Results and Discussion
Transcriptome Reconstruction and Filtering Low-Quality Assemblies
To comprehensively identify rainbow trout lincRNAs, we collected and deeply sequenced the RNA samples from the brain, fat, gill, head kidney, intestine, kidney, liver, testis, red muscle, skin, spleen, stomach, white muscle, oocyte, and pineal. A total of 1.3 billion raw paired-end sequence reads (100-bp read length) were generated from these samples. The number of reads from each tissue ranged from 78.8 to 93.5 million. A total of 1,087,497,866 cleaned reads (81.4 %) were harvested for further analysis. These sequence reads were mapped to the rainbow trout genome using TopHat (Trapnell et al. 2009), and approximately 447 million (82 %) mapped reads were recovered. The mapping ratio ranged from 76.9 to 89.5 % with an average of 82.3 % (Table 1). We then used the ab initio assemble software Cufflinks (Trapnell et al. 2010) to reconstruct the transcriptome for each tissue based on the read-mapping results (Fig. 1a). On average, 79,021 transcripts for each tissue were obtained.

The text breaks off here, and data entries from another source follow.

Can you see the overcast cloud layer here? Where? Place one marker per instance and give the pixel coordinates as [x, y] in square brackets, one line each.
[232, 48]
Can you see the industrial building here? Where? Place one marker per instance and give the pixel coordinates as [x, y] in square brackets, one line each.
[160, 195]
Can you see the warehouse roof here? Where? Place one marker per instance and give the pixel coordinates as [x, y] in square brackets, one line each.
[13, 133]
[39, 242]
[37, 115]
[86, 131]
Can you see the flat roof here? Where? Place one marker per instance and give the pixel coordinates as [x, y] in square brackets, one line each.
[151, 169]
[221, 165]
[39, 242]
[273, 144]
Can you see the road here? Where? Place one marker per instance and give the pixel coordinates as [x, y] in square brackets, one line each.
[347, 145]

The first challenge to annotate lincRNA gene loci is to distinguish lowly expressed lincRNAs from the tens of thousands of lowly expressed unreliable fragments assembled from RNA-Seq (Guttman et al. 2010). To address this challenge, we removed unreliable lowly expressed transcripts using a learned FPKM threshold, which was calculated using Sebnif (Sun et al. 2014) (Fig. 1b). First, we classified all transcripts that did not overlap the genomic region of known protein-coding genes as novel intergenic transcripts (category of “u” assigned by Cuffcompare) and defined an average of 28,012 u transcripts for each tissue (Fig. 1b; Supplemental file 2), among which 6975 and 21,037 are multi- and single-exonic transcripts, respectively. Next, FRFE and STGE algorithms were used to distinguish partial transcripts from full length transcripts. For 6975 multi-exonic transcripts, Sebnif applied a FRFE threshold of 0.5. For 21,037 single-exonic transcripts, STGE was used to model the transcript expression profiles with the lower and upper probability cutoffs set at 0.05 and 0.95, respectively. Following this filtering, an average of 4628 multi-exonic (FPKM >2.76) and 4071 single-exonic (FPKM >3.14) transcripts for each tissue were retained. Finally, a total of 39,745 intergenic transcripts were obtained by merging all intergenic transcripts from 15 tissues.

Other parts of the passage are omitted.